Fig. 15. A sample frame based on code byte copying from the SPEC95 compress benchmark. The loop body appears eight times in the frame. With an aggressive optimization engine and pointer aliasing assertions, the frame can be reduced from 136 to 41 instructions, as shown on the right.

## 7.3 Summary

This section has presented a range of possible optimizations on frames, from simple single-pass elimination of redundant and useless instructions to value speculation to eliminate pointer aliasing. We believe that the former class of optimizations, although fairly simple and straightforward, can provide substantial benefits when applied to large regions of code. The dynamic identification of the control path allows instructions intended for alternative paths or for the possibility of multiple paths to be eliminated. Register spill code for unexecuted code, for example, can be transformed to stores or eliminated entirely in some cases. Finally, in the case of unoptimized code, many of the optimizations normally performed by a compiler can be handled by rePLay.

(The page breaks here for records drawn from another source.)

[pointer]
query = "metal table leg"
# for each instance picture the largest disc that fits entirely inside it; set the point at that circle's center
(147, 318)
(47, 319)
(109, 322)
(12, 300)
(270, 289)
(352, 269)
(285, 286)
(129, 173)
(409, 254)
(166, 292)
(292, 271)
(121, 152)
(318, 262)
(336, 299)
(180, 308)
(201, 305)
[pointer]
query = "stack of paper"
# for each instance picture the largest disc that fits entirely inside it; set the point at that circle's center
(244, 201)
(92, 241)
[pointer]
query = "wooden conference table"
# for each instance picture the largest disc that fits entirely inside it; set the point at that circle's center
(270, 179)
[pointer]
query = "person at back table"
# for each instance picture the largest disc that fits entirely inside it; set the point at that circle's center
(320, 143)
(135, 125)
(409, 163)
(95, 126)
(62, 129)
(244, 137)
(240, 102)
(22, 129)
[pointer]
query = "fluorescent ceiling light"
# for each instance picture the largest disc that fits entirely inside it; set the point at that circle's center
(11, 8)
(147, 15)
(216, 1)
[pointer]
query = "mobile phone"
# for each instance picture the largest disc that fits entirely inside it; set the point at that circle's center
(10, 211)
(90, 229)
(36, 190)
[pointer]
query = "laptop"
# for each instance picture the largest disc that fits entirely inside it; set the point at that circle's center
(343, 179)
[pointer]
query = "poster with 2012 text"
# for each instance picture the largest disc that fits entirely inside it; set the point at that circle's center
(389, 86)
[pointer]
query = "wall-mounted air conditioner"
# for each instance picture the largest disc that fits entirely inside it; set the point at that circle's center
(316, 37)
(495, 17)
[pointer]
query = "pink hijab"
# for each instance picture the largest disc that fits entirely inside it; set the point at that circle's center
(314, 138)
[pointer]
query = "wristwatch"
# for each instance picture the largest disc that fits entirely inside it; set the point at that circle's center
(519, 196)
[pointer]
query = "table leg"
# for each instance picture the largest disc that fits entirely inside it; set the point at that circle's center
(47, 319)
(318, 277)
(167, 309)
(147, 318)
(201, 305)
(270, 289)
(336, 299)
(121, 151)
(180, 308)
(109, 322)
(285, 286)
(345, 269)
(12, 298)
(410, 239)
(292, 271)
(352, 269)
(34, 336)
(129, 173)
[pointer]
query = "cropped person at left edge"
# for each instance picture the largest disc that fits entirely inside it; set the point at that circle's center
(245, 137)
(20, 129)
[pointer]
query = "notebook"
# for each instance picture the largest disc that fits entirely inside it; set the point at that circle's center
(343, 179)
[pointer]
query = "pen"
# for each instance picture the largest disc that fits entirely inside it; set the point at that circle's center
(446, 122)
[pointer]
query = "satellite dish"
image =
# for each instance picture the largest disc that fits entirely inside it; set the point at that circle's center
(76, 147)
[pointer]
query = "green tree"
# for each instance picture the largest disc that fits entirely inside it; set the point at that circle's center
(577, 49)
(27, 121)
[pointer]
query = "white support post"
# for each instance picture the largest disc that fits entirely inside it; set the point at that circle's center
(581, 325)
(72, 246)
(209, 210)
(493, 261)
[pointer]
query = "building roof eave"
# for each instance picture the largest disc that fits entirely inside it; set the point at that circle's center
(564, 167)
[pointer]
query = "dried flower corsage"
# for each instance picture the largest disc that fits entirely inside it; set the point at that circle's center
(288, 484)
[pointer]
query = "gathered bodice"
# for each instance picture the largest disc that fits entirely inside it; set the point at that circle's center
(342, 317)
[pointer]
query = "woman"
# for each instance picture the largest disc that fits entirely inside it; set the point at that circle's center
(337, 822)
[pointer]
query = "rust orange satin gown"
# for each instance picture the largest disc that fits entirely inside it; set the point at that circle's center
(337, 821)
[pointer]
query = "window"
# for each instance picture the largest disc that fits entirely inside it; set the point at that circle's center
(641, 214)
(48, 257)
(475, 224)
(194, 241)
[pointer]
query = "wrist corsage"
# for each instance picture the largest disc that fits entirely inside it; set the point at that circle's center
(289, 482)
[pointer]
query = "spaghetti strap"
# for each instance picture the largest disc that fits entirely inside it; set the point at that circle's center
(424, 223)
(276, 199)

The more aggressive class of optimizations is perhaps even more promising. Use of hardware-based speculation to exploit high-probability (or low-probability) relationships between pointers passed into a frame can result in very effective optimizations, as demonstrated by the memory copy example. A similar technique can be employed to capitalize on predictable data values. As the optimization architecture will contain programmable elements, interaction with compilers and profilers to further improve the focus and impact of these optimizations is also possible.

## 8 CONCLUSION

We have described a new hardware framework for enhancing application performance by using dynamic optimizations. The rePLay Framework centers on the concept of a frame, a logically atomic sequence of instructions drawn dynamically from an executing program. The rePLay mechanism allows a programmable optimization engine to make speculative optimizations upon frames, such as ones based on assumptions about control flow behavior or data values. In the unlikely event that these assumptions are incorrect, a hardware-based recovery mechanism rolls back state to the beginning of a frame. This coupling between a hardware-based optimizer and recovery mechanism can potentially reduce the overheads suffered by software-based dynamic optimizers.

These frames are typically much larger than the regions considered by previous work on dynamic optimization. Branch promotion, in particular, plays a key role in the rePLay frame construction strategy. Once rePLay has constructed a potentially useful frame, the frame undergoes online optimization and is stored in a frame cache. Branches, returns, and indirect calls are transformed into instructions that assert the prediction implied by the linear instruction sequence in the frame. The rePLay sequencer then fetches and initiates the frame when the branch path history indicates a high likelihood of completion.

A rePLay configuration with a 256-entry 4-way set associative frame cache, a 64KB direct-mapped conditional branch bias table, a 10KB direct-mapped indirect branch bias table, 16K entry frame predictor, and a path history length of 6, achieves an average frame size of 88 instructions with 68 percent coverage of the dynamic instruction stream, an average frame completion rate of 97.81 percent, and a frame predictor accuracy of 81.26 percent. These results soundly demonstrate that the frames upon which the optimizations are performed are large and stable.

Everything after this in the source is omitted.